Thank you to the School Nutrition Association for sponsoring this post about our school lunch tray. All thoughts and opinions are my own.
Red and I both survived the first full week of school! Scarlett didn’t make it past Thursday without a double ear infection that left her whimpering on Friday, but the other members of our family were just plain worn out! Since Red is new to his school, the bus, and everything else that is First Grade, we started out slowly on the association train. Sneak-a-Peek left him knowing where his classroom was in the new-to-him building, who his teacher was and how to ride the bus. I didn’t want to completely overwhelm him with new to-dos, so we brought his lunch from home in a new lunch box for the first day or so. After getting used to his surroundings, it was time to tackle the cafeteria and learn how to create his school lunch tray.
Go Over Procedure
The first thing I did was to explain to Red the insides of the cafeteria that he’s been eating in for the last week.
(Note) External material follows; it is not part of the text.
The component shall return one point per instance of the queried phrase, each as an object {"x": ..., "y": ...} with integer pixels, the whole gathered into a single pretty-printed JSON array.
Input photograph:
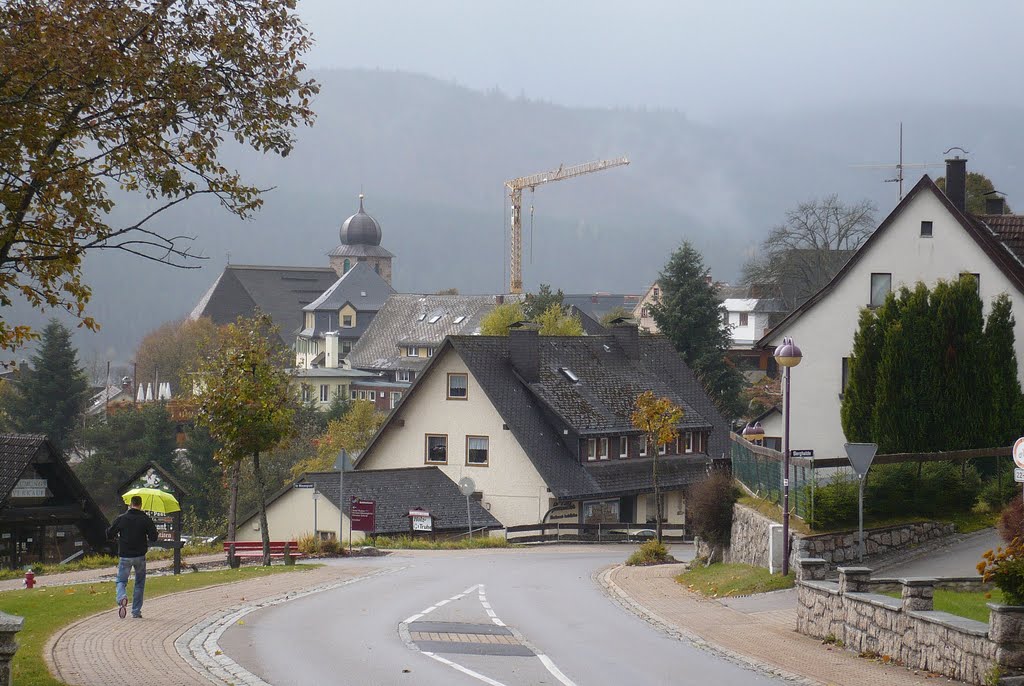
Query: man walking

We went over where the lunch line exits and entrances were, and who he could ask for help if he got confused. Thankfully, Red’s teacher groups those who “need a tray and those who have lunch boxes” and takes the school lunch tray kids through the line. I got a run down of lunch prices, including guests prices, but what really struck me was that lunch has only increased THIRTY-FIVE cents since I was in high school in the 90s (crazy steady prices). School Lunch Trays are also regulated now with a cap on calories, sugars, salts and a marked increase in whole grains.
Modern tech means that our county has an online payment system where students can “bank” school lunch money and debit the system based on how many lunches they buy, which is kind of neat! If only they would apply an electronic menu in the cafeterias, too!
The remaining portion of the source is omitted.